Le brasseur de Pit Caribou Francis Joncas a également comme projet d’isoler des bactéries pour intégrer à quelques-unes de ses créations, des bactéries lactiques étant par exemple présentes dans plusieurs types de bières sures comme les Lambics en Belgique ou les Berliner Weisse en Allemagne : « Tu as deux façons d’avoir une bière surette : tu peux la mettre dans des barriques de chêne qui contiennent une flore bactérienne et ça va faire surir ta bière, ou encore tu peux te faire un sour wort, débuter le brassage et faire surir ta bière en y ajoutant des bactérises lactiques » explique Roch Côté. Avec ses propres

85

bactéries lactiques isolées, le brasseur pourrait alors arriver à brasser des bières acidulées plus complexes, une Flore du Québec surette et 100% québécoise par exemple comme le mentionne Roch Côté. Ce projet d’isoler ses propres levures et bactéries chez Pit Caribou est né du fait que la RACJ (la Régie des alcools, des courses et des jeux) avait refusé en 2016 la demande de Francis Joncas qui désirait brasser des bières de fermentation spontanée. Il s’agissait donc d’une façon de contourner ce refus en utilisant d’autres procédés : « On s’est dit « la levure est dans l’air de toute façon, si ce n’est pas permis qu’elle se dépose directement sur la bière, on peut essayer de la prendre ailleurs ». Elle se dépose partout de toute façon, elle doit se déposer sur une roche, sur une branche d’arbre… » affirme Roch Côté. Ils ont donc travaillé par la suite avec des experts afin de prélever dans la nature et d’isoler des levures sauvages qui seront aptes à être utilisées dans le brassage de la bière :

Donc on a fait 85 prélèvements dans la nature environnante avec Aline l’herboriste, qui est en fait la mère à Francis [le maître brasseur de Pit Caribou]. Et puis, à partir de là, on a travaillé de concert avec le CRBM [Centre de recherche sur les biotechnologies marines] de Rimouski et des chercheurs de l’Université Laval. Ils nous ont aidé à isoler les levures. On s’est assuré qu’on avait des bonnes levures, que c’était des bonnes levures à bière, elles ont été séquencées et tout ça. Donc des 85 souches on est rendu à 35.
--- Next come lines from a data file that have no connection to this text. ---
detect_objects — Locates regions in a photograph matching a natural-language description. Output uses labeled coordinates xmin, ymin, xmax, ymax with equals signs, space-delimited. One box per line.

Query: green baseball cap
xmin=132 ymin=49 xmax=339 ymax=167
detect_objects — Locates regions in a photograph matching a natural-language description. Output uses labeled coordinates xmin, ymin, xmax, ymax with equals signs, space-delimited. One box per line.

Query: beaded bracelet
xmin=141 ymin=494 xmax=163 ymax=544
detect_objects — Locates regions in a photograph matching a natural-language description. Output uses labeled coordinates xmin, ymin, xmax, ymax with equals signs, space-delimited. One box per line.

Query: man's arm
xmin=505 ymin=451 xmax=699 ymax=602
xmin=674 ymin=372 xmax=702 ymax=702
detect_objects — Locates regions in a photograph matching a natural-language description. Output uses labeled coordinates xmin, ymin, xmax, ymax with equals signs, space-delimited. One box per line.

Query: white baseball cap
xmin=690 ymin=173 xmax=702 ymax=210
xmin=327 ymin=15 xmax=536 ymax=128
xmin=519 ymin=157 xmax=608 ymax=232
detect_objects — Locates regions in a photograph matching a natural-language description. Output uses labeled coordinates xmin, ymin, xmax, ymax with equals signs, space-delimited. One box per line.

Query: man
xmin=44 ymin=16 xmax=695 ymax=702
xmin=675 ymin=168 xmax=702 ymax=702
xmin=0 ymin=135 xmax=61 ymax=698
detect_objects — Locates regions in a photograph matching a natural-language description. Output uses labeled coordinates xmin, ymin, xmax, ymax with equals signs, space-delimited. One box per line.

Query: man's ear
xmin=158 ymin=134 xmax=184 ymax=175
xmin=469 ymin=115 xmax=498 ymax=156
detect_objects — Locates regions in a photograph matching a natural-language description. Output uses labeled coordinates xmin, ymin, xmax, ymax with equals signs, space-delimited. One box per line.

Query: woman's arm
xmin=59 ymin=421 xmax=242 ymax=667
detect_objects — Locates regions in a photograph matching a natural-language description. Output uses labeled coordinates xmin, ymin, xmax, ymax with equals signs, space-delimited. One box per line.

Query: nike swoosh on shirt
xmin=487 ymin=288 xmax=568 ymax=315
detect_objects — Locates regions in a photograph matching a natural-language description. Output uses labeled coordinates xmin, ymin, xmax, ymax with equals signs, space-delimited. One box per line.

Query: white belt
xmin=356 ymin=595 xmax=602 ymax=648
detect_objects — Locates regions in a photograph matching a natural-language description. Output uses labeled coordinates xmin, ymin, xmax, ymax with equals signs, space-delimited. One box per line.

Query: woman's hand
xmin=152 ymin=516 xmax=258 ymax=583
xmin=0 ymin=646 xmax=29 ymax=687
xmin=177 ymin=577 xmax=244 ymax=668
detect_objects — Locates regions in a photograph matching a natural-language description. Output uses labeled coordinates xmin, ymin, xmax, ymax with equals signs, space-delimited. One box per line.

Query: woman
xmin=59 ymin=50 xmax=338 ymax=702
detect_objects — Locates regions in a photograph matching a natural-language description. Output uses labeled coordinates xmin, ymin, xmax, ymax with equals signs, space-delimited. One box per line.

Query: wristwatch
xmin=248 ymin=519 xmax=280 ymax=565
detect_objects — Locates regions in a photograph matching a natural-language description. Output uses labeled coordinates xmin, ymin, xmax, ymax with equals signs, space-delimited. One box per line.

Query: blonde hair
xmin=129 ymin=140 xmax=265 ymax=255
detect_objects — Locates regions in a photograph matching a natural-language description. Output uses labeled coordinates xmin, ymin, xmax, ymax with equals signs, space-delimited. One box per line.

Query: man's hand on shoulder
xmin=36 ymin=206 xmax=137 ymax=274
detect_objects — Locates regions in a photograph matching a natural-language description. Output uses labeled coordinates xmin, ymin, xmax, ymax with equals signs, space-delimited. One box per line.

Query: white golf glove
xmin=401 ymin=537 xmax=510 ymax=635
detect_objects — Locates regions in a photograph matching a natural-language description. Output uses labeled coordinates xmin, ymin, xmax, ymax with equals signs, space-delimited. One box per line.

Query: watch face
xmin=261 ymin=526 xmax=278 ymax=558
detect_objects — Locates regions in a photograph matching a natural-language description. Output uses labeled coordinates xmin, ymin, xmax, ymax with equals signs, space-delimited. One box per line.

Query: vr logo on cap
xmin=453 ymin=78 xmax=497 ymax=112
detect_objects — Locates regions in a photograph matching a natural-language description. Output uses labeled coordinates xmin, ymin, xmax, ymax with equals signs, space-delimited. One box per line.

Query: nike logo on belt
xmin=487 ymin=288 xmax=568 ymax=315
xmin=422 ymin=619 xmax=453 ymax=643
En abordant le thème de la provenance des levures utilisé dans le brassage des bières de microbrasseries, on peut se rendre compte que les brasseurs utilisent surtout des souches de levures déjà isolées et qui proviennent de laboratoires. Ces différentes souches réfèrent souvent à des styles de bières dont les brasseurs québécois s’inspirent justement : des levures belges, des levures allemandes, des levures anglaises… On constate également le désir de certains brasseurs de se distancier de plus en plus de ces souches commerciales et d’utiliser plutôt des levures présentes dans leur environnement, qu’ils auront isolé eux- mêmes. De telles levures gaspésiennes, récoltées dans la région de Percé dans le cas de Pit Caribou, pourraient apporter un caractère qui ne serait pas étranger à la notion de terroir. Nous y reviendrons un peu plus loin.